A settembre, la BCE potrebbe decidere di avviare il graduale percorso di uscita dall’accomodamento monetario, riducendo gli acquisti settimanali di bond. Pur mantenendo teoricamente intatto il programma emergenziale (PEPP) a 1.850 miliardi di euro, il segnale per il mercato sarebbe chiaro: fine della fase di sostegno estremo ai governi. Ne seguirebbe un rialzo dei rendimenti obbligazionari lungo la curva.
Proprio per evitare che ciò accadesse troppo presto e impattasse negativamente sull’incipiente rimbalzo del PIL, la BCE ha evitato di rallentare gli acquisti in estate.
Nel marzo 2020, all’arrivo della pandemia in Europa l’istituto varò un piano straordinario di acquisti, fissato inizialmente in 750 miliardi. L’intento fu di sostenere la liquidità sui mercati in una fase di caduta dei prezzi, ma anche di consentire ai governi di reagire alla crisi con un’appropriata politica fiscale. In buona sostanza, il PEPP è servito a monetizzare le emissioni nette di debito pubblico nell’Eurozona.
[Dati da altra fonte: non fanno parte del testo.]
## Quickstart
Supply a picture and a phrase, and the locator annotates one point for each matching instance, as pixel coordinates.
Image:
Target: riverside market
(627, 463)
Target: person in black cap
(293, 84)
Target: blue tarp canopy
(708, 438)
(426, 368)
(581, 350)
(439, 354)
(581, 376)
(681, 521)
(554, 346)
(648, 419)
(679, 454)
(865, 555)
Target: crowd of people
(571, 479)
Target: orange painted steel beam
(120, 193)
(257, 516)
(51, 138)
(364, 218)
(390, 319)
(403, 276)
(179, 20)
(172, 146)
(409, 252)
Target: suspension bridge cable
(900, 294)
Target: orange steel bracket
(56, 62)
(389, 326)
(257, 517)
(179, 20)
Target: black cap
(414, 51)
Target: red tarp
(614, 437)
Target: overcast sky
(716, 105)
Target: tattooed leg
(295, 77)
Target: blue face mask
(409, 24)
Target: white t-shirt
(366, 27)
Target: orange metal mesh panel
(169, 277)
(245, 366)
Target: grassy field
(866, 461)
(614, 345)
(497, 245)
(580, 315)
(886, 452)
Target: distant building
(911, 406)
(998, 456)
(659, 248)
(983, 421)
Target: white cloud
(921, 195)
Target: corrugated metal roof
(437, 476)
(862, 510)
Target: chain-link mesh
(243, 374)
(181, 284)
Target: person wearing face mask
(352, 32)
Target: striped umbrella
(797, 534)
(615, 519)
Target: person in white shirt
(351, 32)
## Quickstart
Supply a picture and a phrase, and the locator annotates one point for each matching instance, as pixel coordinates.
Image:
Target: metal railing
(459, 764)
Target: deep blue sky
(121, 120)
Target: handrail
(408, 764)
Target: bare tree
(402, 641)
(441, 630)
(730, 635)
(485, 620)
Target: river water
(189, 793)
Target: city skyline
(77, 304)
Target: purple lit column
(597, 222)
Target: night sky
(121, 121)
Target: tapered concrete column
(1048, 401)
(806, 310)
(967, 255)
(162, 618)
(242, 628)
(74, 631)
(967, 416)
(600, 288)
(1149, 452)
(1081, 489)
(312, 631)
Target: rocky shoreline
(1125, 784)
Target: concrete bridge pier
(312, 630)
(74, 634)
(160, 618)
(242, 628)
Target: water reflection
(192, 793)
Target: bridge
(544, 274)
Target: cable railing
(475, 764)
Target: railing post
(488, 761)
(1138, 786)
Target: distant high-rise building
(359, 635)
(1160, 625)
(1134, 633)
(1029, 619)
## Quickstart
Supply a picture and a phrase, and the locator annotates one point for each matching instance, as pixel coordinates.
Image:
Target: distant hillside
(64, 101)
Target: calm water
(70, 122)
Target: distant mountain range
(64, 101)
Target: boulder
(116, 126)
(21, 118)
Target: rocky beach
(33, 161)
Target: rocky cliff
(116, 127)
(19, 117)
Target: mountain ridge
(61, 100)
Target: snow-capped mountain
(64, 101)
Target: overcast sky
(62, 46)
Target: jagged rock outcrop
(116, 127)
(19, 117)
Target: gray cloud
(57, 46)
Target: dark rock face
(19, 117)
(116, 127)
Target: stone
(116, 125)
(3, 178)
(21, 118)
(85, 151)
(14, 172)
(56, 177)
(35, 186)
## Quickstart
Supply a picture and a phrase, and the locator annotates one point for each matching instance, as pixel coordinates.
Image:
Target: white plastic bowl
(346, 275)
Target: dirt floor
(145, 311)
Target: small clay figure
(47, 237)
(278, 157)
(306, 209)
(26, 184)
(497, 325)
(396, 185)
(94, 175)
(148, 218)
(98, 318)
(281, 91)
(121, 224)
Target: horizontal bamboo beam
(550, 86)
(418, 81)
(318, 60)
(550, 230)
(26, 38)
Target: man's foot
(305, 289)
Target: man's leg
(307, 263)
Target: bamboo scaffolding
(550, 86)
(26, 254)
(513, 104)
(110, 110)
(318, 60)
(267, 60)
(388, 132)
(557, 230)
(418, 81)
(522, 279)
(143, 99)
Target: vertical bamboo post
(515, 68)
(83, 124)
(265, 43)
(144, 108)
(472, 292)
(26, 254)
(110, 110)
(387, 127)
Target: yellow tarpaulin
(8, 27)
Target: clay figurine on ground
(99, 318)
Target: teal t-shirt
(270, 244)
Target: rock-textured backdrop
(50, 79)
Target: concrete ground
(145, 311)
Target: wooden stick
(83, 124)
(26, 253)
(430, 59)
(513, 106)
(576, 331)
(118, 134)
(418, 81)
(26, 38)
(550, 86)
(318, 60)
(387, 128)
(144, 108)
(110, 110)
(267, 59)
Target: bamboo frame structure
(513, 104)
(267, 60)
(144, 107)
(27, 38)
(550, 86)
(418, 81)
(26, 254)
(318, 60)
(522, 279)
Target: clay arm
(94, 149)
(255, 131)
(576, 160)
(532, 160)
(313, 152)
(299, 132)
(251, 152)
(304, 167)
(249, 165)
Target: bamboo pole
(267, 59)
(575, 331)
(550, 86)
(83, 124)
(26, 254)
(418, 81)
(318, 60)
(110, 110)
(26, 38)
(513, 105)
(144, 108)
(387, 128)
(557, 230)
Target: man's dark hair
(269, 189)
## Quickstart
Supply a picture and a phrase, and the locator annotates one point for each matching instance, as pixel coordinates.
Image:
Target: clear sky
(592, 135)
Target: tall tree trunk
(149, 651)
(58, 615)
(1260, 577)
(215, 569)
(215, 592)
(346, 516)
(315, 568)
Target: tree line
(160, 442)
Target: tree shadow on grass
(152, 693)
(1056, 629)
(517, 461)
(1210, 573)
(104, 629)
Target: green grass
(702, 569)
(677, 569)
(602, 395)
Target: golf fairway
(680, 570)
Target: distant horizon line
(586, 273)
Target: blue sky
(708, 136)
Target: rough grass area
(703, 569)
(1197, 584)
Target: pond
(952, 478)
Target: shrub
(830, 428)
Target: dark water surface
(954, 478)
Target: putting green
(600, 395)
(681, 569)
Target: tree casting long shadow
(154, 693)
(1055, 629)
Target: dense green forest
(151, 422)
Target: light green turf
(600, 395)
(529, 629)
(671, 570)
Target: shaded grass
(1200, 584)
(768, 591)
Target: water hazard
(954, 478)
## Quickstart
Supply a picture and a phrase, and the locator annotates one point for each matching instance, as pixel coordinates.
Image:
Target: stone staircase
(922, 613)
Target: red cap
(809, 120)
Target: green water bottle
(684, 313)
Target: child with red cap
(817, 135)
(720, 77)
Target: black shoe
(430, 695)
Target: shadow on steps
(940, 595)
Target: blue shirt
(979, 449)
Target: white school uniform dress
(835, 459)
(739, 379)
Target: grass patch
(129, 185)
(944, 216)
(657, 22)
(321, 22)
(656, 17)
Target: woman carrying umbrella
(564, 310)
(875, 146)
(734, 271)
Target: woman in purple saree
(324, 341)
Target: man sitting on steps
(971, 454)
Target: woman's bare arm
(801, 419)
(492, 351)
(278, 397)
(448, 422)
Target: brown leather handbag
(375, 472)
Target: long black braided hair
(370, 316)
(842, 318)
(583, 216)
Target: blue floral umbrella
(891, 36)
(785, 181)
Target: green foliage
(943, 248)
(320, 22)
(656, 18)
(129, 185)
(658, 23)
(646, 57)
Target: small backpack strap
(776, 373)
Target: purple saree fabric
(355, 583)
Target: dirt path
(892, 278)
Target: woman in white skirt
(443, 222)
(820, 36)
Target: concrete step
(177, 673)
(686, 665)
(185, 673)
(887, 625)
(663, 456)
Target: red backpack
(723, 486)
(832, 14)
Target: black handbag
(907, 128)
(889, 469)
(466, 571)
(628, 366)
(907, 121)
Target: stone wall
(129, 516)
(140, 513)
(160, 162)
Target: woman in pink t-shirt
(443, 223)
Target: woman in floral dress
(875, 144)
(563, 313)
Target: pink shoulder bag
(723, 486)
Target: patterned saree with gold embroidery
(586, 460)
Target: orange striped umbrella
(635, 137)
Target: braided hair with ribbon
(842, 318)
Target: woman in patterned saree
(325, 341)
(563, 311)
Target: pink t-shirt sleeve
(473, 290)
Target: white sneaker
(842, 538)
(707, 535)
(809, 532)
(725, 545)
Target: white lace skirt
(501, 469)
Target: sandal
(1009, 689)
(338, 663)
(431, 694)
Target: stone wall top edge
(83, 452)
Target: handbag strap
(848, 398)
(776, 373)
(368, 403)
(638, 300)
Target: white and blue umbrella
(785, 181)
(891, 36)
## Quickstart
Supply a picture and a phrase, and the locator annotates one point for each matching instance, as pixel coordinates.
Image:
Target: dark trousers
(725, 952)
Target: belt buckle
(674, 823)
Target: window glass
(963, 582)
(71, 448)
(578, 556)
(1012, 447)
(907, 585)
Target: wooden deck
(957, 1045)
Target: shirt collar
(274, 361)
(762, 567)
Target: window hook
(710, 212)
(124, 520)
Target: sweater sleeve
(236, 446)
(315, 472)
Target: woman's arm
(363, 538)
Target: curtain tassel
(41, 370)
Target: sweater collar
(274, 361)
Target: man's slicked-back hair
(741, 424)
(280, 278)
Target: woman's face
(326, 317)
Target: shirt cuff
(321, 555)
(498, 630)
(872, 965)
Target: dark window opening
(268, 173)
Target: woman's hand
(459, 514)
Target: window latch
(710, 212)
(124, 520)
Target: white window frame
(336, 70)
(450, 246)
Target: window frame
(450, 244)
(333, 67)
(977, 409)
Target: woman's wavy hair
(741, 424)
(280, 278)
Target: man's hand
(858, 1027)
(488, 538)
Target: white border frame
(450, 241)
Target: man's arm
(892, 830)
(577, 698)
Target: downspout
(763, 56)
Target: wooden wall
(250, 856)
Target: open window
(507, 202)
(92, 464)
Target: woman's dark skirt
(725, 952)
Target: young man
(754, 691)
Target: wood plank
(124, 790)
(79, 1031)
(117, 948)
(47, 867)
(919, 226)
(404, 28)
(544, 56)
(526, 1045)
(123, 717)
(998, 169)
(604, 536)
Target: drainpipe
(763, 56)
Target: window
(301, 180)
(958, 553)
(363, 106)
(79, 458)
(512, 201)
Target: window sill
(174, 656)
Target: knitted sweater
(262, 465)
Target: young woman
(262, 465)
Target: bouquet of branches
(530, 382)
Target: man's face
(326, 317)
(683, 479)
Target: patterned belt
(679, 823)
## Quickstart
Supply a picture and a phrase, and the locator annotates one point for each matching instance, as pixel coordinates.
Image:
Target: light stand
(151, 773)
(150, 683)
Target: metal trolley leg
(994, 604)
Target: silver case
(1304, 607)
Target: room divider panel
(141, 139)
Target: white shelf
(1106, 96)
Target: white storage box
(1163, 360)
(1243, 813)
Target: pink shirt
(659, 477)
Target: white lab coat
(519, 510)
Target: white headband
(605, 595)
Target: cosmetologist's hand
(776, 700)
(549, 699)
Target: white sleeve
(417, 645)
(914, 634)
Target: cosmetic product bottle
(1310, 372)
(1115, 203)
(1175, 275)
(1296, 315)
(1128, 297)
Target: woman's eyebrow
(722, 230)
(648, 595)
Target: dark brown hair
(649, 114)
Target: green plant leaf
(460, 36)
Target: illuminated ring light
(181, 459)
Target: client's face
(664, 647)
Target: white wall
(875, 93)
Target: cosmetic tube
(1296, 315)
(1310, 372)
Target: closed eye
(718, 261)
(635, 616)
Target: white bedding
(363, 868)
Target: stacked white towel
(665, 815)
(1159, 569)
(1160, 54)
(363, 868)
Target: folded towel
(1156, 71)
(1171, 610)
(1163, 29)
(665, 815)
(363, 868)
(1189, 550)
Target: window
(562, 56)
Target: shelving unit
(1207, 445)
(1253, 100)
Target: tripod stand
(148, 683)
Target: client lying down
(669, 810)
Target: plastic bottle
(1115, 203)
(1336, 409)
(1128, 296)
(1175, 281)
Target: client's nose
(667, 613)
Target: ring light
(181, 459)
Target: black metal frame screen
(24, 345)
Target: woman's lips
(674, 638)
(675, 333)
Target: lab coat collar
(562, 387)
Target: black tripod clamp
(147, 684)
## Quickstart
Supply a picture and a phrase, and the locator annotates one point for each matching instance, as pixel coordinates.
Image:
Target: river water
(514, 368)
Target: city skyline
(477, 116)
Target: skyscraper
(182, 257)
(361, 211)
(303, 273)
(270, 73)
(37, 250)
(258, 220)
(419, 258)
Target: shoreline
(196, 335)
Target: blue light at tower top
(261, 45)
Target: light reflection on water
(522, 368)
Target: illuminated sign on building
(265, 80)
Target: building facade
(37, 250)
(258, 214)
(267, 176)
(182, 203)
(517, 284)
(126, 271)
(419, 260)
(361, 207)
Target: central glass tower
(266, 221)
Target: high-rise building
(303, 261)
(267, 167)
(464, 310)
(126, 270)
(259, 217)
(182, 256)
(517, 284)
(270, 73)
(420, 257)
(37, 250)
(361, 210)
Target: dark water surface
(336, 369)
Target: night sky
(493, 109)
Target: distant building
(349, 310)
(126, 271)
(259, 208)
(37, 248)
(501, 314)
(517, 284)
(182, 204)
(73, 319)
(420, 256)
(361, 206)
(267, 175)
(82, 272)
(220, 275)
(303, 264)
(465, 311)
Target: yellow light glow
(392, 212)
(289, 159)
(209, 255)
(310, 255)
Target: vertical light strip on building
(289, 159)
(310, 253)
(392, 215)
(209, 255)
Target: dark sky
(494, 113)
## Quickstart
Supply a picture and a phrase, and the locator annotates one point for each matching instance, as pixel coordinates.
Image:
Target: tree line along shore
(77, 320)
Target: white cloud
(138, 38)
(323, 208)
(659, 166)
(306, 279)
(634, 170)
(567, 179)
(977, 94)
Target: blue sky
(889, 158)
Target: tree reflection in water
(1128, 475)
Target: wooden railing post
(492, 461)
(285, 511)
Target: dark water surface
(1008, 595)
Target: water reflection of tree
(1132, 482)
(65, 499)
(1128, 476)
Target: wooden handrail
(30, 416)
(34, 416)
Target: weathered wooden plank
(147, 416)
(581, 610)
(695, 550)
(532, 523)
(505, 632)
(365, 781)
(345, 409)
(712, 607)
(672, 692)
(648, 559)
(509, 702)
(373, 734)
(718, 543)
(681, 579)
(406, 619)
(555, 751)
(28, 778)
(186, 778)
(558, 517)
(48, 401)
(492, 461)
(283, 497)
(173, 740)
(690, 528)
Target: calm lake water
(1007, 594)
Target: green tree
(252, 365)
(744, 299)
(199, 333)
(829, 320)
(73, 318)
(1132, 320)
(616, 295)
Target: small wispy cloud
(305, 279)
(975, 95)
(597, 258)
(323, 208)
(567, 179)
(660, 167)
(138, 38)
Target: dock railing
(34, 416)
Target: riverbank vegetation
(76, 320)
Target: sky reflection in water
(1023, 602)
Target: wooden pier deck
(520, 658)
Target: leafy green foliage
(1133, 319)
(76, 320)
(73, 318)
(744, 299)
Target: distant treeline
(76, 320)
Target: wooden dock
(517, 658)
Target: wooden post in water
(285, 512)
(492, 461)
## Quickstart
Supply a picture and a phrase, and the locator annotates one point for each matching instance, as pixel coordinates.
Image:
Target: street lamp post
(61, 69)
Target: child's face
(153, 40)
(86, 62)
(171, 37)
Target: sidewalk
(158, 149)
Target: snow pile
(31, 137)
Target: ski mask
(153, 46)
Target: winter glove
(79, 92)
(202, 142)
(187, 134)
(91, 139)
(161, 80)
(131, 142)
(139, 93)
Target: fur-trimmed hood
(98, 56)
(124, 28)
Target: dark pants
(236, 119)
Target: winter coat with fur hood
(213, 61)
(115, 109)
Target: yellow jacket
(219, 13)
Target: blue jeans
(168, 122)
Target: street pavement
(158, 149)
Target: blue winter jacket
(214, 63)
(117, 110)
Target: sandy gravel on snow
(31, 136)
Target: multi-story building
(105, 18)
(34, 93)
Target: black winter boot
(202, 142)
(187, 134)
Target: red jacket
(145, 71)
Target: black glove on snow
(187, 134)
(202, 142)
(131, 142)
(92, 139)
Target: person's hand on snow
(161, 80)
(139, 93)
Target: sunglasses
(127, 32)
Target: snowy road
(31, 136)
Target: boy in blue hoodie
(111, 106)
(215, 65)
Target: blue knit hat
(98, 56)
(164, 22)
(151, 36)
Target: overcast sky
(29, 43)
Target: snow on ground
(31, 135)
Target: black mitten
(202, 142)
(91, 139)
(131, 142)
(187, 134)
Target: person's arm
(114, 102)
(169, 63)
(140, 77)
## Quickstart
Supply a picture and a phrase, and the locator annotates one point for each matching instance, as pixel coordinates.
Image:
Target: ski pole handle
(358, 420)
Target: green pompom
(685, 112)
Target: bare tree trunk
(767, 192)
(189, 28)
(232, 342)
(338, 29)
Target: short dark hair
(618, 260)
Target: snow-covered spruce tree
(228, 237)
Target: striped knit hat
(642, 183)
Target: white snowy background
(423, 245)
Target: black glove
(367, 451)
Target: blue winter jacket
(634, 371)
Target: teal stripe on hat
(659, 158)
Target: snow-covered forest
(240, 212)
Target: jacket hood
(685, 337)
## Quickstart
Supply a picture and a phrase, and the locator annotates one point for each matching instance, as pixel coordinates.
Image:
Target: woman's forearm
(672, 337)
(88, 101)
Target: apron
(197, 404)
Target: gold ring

Rialzo dei rendimenti non scontato con la fine del PEPP
L’esperimento è riuscito. Questo stesso anno, tra PEPP e “quantitative easing”, le emissioni nette di debito saranno più che assorbite dagli acquisti di bond della BCE. E’ per questo che non notiamo alcun rialzo dei rendimenti significativo, malgrado i timori del mercato e i deficit alle stelle di molti stati. Naturale che ci si preoccupi per quando questo sostegno da parte di Francoforte verrà meno. Ma è necessario aggiungere che nel 2022, i governi dell’area taglieranno (si spera) significativamente le emissioni di debito.
Le economie continueranno ad avere bisogno del supporto fiscale ancora per qualche anno, ma in dosi minori rispetto alla fase acuta dell’allarme sanitario.